Like most of the rest of the world, COVID-19 hit the manufacturing sector by surprise. That China — which continues to comprise the vast majority of electronics manufacturing — was the first global epicenter of the virus certainly didn’t help the industry sufficiently brace for the impact of a pandemic on a scale the world has not seen for more than a century.

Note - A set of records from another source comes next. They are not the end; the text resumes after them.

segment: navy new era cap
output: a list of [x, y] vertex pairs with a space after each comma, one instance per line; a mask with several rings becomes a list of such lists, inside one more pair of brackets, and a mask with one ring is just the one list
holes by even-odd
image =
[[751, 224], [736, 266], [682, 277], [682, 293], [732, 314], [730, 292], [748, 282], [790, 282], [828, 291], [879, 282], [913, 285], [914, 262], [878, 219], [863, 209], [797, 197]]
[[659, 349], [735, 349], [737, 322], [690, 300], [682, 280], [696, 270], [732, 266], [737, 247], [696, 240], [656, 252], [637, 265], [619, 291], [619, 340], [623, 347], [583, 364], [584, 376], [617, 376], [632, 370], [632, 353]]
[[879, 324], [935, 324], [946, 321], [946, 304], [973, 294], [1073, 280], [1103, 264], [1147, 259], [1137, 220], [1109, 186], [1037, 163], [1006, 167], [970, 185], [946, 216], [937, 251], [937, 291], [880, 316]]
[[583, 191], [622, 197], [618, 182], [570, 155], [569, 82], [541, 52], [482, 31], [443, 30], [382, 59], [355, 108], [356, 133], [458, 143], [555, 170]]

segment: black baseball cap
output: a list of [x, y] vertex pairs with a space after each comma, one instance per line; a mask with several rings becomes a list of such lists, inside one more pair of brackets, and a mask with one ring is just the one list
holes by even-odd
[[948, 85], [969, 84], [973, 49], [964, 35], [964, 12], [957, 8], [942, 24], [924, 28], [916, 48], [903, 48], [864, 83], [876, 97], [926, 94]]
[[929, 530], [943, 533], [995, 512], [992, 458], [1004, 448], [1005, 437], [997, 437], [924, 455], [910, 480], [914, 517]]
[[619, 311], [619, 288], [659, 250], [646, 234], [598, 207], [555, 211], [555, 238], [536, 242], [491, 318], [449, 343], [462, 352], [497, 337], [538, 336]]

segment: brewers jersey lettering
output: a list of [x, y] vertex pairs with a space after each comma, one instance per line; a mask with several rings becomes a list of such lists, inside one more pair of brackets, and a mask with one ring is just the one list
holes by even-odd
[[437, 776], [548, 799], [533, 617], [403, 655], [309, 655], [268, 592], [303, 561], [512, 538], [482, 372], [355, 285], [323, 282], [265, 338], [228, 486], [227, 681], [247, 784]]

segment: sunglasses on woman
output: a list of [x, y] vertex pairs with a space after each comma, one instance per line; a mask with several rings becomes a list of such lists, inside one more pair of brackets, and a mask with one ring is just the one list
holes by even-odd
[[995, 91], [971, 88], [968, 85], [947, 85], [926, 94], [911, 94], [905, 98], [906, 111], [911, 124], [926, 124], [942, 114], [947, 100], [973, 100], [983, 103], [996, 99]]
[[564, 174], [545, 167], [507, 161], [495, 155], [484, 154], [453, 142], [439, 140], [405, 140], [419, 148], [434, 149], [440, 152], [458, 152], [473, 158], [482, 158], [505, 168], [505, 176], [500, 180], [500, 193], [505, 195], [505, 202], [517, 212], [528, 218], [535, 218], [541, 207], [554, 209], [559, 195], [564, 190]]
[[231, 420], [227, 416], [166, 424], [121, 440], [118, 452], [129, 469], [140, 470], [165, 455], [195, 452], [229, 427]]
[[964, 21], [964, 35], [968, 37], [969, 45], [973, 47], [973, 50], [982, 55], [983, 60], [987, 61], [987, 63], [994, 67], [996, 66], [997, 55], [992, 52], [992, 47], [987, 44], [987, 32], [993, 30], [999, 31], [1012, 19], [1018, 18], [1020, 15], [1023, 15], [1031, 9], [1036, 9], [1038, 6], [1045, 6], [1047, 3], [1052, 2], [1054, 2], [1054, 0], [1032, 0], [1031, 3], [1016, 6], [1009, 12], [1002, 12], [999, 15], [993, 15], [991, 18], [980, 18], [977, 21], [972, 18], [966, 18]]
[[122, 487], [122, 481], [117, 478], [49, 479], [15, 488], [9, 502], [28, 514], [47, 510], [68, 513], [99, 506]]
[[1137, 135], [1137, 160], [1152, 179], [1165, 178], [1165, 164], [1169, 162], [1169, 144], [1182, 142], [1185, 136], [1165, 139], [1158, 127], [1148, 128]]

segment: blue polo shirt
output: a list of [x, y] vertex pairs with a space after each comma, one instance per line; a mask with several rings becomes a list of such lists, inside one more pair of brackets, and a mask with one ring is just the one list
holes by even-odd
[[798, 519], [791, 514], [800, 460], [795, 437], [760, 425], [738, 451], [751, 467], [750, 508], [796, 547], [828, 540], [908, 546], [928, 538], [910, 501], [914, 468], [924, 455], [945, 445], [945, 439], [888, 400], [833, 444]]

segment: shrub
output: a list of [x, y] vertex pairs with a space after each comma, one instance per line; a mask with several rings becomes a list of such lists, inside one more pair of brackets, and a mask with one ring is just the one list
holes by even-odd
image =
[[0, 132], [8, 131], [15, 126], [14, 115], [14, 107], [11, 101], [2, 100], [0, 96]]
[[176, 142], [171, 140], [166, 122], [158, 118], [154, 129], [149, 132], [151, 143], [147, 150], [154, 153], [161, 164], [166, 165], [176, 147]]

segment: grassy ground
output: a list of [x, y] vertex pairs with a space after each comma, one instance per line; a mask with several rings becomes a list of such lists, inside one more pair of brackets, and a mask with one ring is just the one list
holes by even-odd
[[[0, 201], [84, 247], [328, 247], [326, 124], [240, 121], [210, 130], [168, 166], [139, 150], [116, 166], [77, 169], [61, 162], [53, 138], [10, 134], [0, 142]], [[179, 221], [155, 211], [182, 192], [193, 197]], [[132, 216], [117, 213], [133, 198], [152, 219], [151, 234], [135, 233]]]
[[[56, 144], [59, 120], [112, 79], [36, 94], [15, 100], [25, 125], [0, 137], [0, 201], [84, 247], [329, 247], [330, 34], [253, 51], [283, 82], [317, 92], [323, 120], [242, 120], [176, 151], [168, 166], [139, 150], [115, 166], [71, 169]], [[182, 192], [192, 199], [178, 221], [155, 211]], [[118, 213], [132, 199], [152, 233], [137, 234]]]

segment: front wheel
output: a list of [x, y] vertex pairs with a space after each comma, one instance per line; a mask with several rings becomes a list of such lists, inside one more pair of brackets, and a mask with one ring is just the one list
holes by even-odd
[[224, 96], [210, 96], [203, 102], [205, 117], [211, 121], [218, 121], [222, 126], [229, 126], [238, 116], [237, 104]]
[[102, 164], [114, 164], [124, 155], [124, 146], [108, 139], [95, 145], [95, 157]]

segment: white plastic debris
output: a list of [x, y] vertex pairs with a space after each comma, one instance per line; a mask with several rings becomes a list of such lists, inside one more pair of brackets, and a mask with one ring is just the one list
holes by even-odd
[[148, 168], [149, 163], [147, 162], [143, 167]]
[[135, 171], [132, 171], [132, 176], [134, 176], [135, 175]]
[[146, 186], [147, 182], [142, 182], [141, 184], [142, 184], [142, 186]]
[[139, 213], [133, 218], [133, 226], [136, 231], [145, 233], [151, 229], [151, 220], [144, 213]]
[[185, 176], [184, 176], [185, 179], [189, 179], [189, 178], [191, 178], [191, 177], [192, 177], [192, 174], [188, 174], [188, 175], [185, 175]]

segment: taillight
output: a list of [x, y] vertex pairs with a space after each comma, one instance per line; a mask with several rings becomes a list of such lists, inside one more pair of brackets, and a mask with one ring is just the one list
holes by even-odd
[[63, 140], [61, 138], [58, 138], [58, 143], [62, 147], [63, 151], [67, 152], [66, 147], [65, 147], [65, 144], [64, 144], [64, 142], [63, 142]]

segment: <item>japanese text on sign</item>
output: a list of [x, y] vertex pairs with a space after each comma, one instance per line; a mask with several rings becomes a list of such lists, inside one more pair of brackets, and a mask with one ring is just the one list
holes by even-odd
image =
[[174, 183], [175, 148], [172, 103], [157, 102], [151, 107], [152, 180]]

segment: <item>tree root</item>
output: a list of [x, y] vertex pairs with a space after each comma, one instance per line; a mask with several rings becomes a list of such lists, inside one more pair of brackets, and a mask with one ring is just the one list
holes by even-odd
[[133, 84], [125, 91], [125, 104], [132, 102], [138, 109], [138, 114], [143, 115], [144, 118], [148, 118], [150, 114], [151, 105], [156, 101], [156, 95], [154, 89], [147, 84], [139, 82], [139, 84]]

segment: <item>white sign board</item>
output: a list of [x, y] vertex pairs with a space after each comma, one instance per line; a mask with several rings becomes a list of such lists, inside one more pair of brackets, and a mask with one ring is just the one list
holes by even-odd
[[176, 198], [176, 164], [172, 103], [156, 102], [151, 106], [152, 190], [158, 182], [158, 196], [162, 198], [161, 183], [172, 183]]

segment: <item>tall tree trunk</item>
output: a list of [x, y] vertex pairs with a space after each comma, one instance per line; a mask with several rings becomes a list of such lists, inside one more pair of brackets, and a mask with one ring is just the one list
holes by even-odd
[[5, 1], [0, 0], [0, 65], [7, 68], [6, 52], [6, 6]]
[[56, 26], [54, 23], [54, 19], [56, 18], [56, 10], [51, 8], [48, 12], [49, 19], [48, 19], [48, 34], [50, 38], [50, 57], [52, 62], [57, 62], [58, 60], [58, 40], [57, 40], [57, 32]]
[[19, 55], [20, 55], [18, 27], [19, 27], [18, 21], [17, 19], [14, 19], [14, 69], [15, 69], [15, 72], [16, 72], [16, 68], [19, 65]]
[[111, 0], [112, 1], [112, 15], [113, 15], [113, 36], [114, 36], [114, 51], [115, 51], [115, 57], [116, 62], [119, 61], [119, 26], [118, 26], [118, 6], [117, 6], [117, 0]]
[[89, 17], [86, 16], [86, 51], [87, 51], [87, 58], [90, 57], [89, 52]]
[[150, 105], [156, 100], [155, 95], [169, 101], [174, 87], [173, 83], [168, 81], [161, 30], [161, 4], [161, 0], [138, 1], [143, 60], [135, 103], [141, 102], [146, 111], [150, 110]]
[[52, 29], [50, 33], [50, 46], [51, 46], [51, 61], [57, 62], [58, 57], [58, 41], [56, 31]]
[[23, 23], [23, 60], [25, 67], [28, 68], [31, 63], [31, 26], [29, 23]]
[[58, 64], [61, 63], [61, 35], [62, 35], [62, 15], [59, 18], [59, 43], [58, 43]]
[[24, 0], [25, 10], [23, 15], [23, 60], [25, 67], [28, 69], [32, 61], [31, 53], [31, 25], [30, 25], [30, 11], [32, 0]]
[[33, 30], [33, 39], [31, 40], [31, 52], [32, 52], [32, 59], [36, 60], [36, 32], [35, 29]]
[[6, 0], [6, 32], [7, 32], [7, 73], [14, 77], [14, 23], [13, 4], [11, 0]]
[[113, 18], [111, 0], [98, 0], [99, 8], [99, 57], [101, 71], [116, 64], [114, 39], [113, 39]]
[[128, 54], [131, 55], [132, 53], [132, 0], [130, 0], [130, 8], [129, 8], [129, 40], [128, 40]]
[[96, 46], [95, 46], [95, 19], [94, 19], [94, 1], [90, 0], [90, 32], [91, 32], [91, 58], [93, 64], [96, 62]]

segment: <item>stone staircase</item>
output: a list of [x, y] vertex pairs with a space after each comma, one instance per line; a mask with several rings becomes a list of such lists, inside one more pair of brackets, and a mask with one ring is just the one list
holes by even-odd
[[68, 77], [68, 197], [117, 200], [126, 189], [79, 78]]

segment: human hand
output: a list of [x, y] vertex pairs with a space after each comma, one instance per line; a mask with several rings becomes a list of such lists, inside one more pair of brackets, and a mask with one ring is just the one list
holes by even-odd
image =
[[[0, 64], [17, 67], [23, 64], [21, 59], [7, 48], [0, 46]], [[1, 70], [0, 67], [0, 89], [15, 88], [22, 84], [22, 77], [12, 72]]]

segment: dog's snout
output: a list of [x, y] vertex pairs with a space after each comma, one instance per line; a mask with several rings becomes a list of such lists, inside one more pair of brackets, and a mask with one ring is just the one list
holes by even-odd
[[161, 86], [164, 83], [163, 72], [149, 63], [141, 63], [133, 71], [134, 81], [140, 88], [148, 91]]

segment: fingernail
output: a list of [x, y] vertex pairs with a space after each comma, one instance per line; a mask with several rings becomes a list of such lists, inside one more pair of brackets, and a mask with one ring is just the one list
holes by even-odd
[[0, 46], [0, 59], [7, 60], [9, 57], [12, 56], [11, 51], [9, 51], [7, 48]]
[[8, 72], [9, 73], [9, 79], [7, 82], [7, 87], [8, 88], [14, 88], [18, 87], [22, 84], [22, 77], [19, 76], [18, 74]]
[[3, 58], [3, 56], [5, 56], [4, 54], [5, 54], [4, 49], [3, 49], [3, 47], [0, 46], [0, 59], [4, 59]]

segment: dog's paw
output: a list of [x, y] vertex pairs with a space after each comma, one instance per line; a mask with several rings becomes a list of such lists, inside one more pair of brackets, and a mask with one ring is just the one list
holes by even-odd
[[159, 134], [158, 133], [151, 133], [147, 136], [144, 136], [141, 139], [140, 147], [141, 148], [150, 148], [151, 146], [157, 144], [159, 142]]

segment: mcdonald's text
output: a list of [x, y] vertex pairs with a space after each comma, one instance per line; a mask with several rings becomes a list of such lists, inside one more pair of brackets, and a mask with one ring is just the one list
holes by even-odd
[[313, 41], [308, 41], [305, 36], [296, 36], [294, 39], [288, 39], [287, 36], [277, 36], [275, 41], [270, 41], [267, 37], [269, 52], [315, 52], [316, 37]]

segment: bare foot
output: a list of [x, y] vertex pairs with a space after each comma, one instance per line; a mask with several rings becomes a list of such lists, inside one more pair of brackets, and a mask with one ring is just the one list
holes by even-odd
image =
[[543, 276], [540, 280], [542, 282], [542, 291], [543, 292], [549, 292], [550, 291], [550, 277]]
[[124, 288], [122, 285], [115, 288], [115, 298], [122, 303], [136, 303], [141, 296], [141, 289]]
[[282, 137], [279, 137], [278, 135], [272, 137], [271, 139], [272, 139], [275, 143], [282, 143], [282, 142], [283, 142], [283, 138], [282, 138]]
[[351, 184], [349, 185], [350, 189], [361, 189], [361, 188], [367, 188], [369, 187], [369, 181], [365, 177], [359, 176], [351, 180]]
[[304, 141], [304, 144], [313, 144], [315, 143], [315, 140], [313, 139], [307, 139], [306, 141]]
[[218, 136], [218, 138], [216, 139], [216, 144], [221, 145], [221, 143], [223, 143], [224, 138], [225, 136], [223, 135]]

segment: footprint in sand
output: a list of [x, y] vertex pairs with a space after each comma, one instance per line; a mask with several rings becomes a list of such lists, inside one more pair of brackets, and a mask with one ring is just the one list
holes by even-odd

“Nobody had a great reaction,” Anker founder and CEO Steven Yang concedes during our Disrupt interview. “I think this all caught us by surprise. In our China office, everybody was prepared to go on vacation for the Chinese New Year. I think the first reaction was that vacation was prolonged the first week and then another several days. People were just off work. There wasn’t a determined date for when they could come back to work. That period was the most concerning because we didn’t have an outlook. They had to find certainties. People had to work from home and contact supplies and so forth. That first three to four weeks was the most chaotic.”
The impact of the earliest days of the pandemic continues to have knock-on effects that have sent shockwave throughout the global hardware industry. In early 2020, it was easy enough for many throughout the globe to write off the novel coronavirus as the latest in a string of outbreaks that didn’t move too far beyond select pockets. Ultimately, however, it would bring much of the world to a screeching halt.